Spectrophotometry

In chemistry, spectrophotometry is the quantitative measurement of the reflection or transmission properties of a material as a function of wavelength.

Spectrophotometer

Spectrophotometry

Basic Principles

Concepts

   A spectrophotometer is employed to measure the amount of light that a sample absorbs. The instrument operates by passing a beam of light through a sample and measuring the intensity of light reaching a detector.

    The beam of light consists of a stream of photons, represented by the purple balls in the simulation shown below. When a photon encounters an analyte molecule (the analyte is the molecule being studied), there is a chance the analyte will absorb the photon. This absorption reduces the number of photons in the beam of light, thereby reducing the intensity of the light beam.

Spectrophotometry involves the use of a spectrophotometer. A spectrophotometer is a photometer (a device for measuring light intensity) that can measure intensity as a function of the light source wavelength. Important features of spectrophotometers are spectral bandwidth and linear range of absorption or reflectance measurement.

Spectrophotometers are commonly used for the measurement of transmittance or reflectance of solutions, transparent or opaque solids, such as polished glass, or gases. However they can also be designed to measure the diffusivity on any of the listed light ranges that usually cover around 200nm - 2500nm using different controls and calibrations.  Within these ranges of light, calibrations are needed on the machine using standards that vary in type depending on the wavelength of the photometric determination.

Design

Single beam spectrophotometer

   There are two major classes of devices: single beam and double beam. A double beam spectrophotometer compares the light intensity between two light paths, one path containing a reference sample and the other the test sample. A single beam spectrophotometer measures the relative light intensity of the beam before and after a test sample is inserted. Although comparison measurements from double beam instruments are easier and more stable, single beam instruments can have a larger dynamic range and are optically simpler and more compact. Additionally, some specialized instruments, such as spectrophotometer built onto microscopes or telescopes, are single beam instruments due to practicality.

In short, the sequence of events in a modern spectrophotometer is as follows:

1. The light source is imaged upon the sample.
2. A fraction of the light is transmitted or reflected from the sample
3. The light from the sample is imaged upon the entrance slit of the monochromator
4. The monochromator separates the wavelengths of light and focuses each of them onto the photodetector sequentially.

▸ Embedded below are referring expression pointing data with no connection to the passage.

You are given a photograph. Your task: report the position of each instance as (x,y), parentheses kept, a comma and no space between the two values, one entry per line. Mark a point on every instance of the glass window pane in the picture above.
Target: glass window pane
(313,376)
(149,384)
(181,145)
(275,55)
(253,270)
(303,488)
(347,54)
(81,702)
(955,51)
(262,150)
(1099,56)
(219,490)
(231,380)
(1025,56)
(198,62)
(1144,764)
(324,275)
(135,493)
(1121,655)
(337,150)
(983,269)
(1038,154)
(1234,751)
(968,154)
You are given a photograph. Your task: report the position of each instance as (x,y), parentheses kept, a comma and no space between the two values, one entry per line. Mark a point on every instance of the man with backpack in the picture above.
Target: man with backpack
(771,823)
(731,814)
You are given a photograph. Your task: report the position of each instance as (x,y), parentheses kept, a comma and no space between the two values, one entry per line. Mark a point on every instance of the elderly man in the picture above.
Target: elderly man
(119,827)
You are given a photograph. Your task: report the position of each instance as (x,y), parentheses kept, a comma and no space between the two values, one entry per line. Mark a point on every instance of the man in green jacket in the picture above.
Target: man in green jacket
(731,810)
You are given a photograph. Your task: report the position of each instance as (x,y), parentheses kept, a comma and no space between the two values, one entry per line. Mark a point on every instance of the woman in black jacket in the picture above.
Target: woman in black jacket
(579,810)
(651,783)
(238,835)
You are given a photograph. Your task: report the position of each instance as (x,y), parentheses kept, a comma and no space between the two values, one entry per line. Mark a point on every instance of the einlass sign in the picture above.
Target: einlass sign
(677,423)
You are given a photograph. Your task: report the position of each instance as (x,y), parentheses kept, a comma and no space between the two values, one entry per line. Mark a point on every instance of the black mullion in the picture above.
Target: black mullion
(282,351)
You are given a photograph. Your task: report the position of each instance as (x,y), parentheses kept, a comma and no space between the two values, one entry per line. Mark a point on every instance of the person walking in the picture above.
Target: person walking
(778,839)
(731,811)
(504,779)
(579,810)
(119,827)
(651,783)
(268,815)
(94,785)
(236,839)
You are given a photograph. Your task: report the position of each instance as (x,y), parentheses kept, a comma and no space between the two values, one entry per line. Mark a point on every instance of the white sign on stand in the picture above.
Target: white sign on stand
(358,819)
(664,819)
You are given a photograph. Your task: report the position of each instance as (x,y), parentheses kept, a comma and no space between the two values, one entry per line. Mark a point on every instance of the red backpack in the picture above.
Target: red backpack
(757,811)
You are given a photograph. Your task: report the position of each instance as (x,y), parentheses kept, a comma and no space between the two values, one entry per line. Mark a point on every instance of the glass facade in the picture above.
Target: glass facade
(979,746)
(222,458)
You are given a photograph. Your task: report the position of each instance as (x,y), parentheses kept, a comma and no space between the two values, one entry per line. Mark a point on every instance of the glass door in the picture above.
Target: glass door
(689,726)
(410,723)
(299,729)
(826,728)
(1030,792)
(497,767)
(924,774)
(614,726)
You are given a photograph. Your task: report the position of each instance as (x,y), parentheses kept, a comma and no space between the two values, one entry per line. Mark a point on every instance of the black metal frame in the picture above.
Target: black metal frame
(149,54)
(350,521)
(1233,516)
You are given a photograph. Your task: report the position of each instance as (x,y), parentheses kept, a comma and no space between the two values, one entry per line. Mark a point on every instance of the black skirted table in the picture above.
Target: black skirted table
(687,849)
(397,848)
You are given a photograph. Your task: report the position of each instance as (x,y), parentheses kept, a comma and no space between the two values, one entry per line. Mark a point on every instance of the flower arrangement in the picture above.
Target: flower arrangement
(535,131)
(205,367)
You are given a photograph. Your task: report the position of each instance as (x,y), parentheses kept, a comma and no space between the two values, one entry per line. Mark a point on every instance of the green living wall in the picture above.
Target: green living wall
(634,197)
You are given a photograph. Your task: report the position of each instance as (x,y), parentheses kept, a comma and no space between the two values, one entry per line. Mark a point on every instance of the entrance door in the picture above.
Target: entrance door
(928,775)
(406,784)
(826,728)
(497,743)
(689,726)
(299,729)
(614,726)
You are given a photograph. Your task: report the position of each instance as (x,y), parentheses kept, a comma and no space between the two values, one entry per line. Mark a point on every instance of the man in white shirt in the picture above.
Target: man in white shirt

Many older spectrophotometers must be calibrated by a procedure known as "zeroing." The absorbancy of a reference substance is set as a baseline value, so the absorbancies of all other substances are recorded relative to the initial "zeroed" substance. The spectrophotometer then displays % absorbancy (the amount of light absorbed relative to the initial substance).

1- Light sources

2- Wave length selection

3- Associated optical system and slits

4- Sample holders, cells or cuvettes

5- Single beam and double beam optical paths

6- Photo-sensitive detectors

7- Output devices

8- Volume of reaction mixture

Use of blanks:

    In order to measure the absorbance of samples it is first necessary to adjust the reading of the meter or other output device at each end of its range. The scale is adjusted to 100 % transmission corresponding to absorbance of Zero (this is in case of using old fashion instruments).

    The setting to zero absorbance is made with a suitable reference solution in the light path for a single beam instrument or in both beams if two are used. The choice of the reference fluid will usually lie between water and one or more types of blank solutions. When reading a series of unknowns it is essential to check the zero reading at intervals and to readjust if any drift has occurred.

   If water is used as a reference solution, the blank reading is subtracted from that of the test solution.